Simulating Many Generations

Let’s look 10 generations in the future.

p = 0.4; q=0.2; r=1-p-q; w11=1; w12=0.8; w13=0.6; w22=0.4; w23=0.2; w33=0

for (i in 1:10) {
  p <- new.pqr(p, q, 1-p-q, w11, w12, w23, w22, w23, w33)[1]
  q <- new.pqr(p, q, 1-p-q, w11, w12, w23, w22, w23, w33)[2]
  r <- 1-p-q;
}
p; q; r

Phenotype Frequencies

We’ll also need a function that returns the frequencies of phenotypes given p, q and r and assuming random mating:

pheno.freqs <- function(p, q, r=1-p-q){
return(c(p^2, 2*p*q, 2*p*r, q^2, 2*r*q, r^2))
}
pheno.freqs(0.5, 0.3)
## [1] 0.25 0.30 0.20 0.09 0.12 0.04
pheno.freqs(0.1, 0.1)
## [1] 0.01 0.02 0.16 0.01 0.16 0.64
pheno.freqs(0.1, 0.9)
## [1] 0.01 0.18 0.00 0.81 0.00 0.00

Finally, let’s write a function that plots the phenotype and allele frequencies over time

library(ggplot2)


plot.allele.history <- function(p, q, r=1-p-q, w11=1, w12=1, w13=1, w22=1, w23=1, w33=1, gens=100){

history <- data.frame(generation=numeric(), cat=character(), Type=character(), frequency=numeric())

for (i in 1:gens){
  phenos <- data.frame(generation=rep(i,6), cat=rep("phenotypes",6), Type=c("AA", "AB", "AC", "BB", "BC", "CC"), freq=pheno.freqs(p, q))
  alleles <- data.frame(generation=rep(i,3), cat=rep("alleles",3), Type=c("p", "q", "r"), freq=c(p, q, r))
    history <- rbind(history, phenos,alleles)
  new.freqs <- new.pqr(p, q, 1-p-q, w11, w12, w13, w22, w23, w33)
  p <- new.freqs[1]; q <- new.freqs[2]; r <- new.freqs[3]
}

g <- ggplot(history, aes(generation, freq, color=Type))+geom_line()+ylim(c(0,1))+
  facet_grid(cat~.)

return(g)
}

Let’s try this out!

plot.allele.history(p=0.35, q=0.25, w11=0.8, w22=0.8)

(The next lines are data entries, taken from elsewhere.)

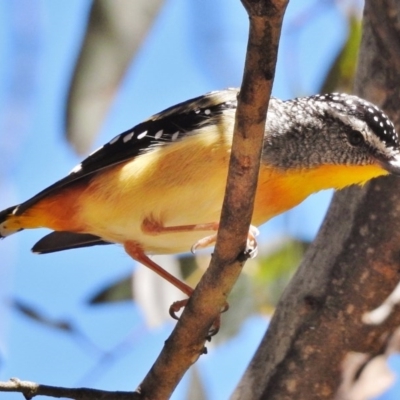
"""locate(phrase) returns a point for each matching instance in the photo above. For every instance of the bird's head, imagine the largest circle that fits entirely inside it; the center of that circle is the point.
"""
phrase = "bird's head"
(332, 129)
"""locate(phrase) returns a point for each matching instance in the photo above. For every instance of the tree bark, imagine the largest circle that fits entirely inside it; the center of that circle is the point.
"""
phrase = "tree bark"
(353, 264)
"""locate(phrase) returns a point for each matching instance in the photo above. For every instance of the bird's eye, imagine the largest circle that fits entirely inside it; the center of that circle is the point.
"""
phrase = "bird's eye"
(355, 138)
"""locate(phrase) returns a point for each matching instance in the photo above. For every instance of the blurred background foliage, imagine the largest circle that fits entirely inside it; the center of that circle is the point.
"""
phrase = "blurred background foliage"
(130, 59)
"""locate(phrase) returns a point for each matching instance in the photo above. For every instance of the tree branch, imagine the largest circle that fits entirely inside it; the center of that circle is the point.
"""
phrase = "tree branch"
(32, 389)
(187, 341)
(352, 266)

plot.allele.history(p=0.35, q=0.25, w11=0.8, w22=0.8, w33=0.8)

plot.allele.history(p=0.35, q=0.25, w12=0.8, w23=0.8)

Can you create…

  1. A scenario where all three alleles survive in different frequencies?

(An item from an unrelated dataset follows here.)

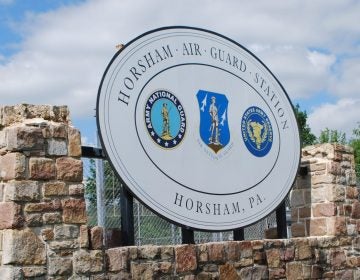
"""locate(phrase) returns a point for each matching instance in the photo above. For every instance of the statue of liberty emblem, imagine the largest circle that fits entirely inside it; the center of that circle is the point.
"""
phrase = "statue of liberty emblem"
(214, 128)
(165, 119)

  2. A scenario where two of the three alleles survive in the equal frequencies?

  3. A scenario where two of the three alleles survive in different frequencies?

Challenge:

Write equations for the equilibrium allele frequencies. Can you simplify this set of equations to describe what must be true of the allele frequencies when equilibrium is reached?